There’s a good chance Intel will be able to achieve this. For one thing, the company has its advanced 14nm process technology at its disposal, something Nervana proabably never factored into its calculations when it was operating independently. Intel has also been rapidly building up its software stack for AI and deep learning. And even if Intel doesn’t have the broad ecosystem enjoyed by GPUs in this arena, what they have should be enough to support initial development and deployments on the new platform.
It's also likely that the Intel engineers who came over from Nervana have been improving on the original design. Naveen Rao, who was Nervana’s CEO and one of its co-founders, and now leads Intel’s AI Products Group, penned his own editorial on the NNP announcement, describing the chip design in some detail. In his write-up, he highlights the processor’s Flexpoint numerical format, its high-performance interconnects, and its software-controlled memory management. While there is no new technology revealed here, the Intel/Nervana engineers have had plenty of time to optimize these features and put the technology on par with that of its competition.

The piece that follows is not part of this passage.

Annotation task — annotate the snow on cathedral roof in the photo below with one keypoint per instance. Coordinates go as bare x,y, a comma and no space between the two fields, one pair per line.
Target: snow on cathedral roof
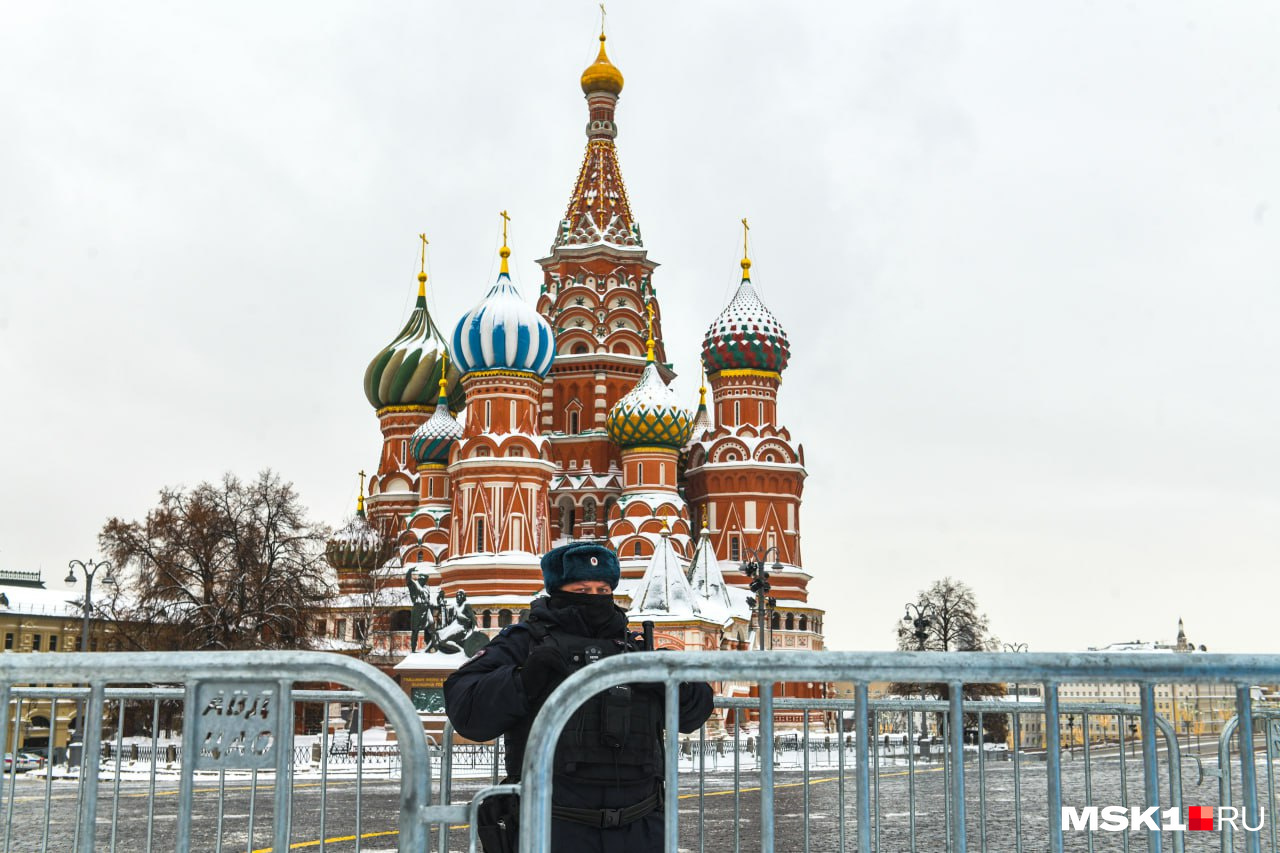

Krzanich notes that they have multiple generations of NNP processors in the pipeline, with the intent to evolve the technology substantially over the next few years. “This puts us on track to exceed the goal we set last year of achieving 100 times greater AI performance by 2020,” he said.
The 2020 reference alludes to the “Knights Crest” processor, a chip they talked about last November, when Intel execs outlined their initial AI hardware roadmap. At that time, they characterized the Knights Crest design as a bootable Xeon CPU with an integrated Nervana-based neural network accelerator on-chip. The NNP that they are about to release is a coprocessor that will rely on a CPU host.
Obviously, Intel has high hopes for this application space, otherwise the company never would have pursued not only a custom chip, but a whole series of them. Krzanich pointed to the IDC estimate that the AI spending will reach $46 billion by 2020, and would span most major industries. He mentions healthcare, social media, automotive, and weather forecasting as four such examples where this technology is poised to make major inroads.
“We are well on our way to unlocking the potential of AI and paving a path to new forms of computing,” Krzanich writes. “It will be amazing to watch the industry transform as our latest research and compute breakthroughs continue to mature.”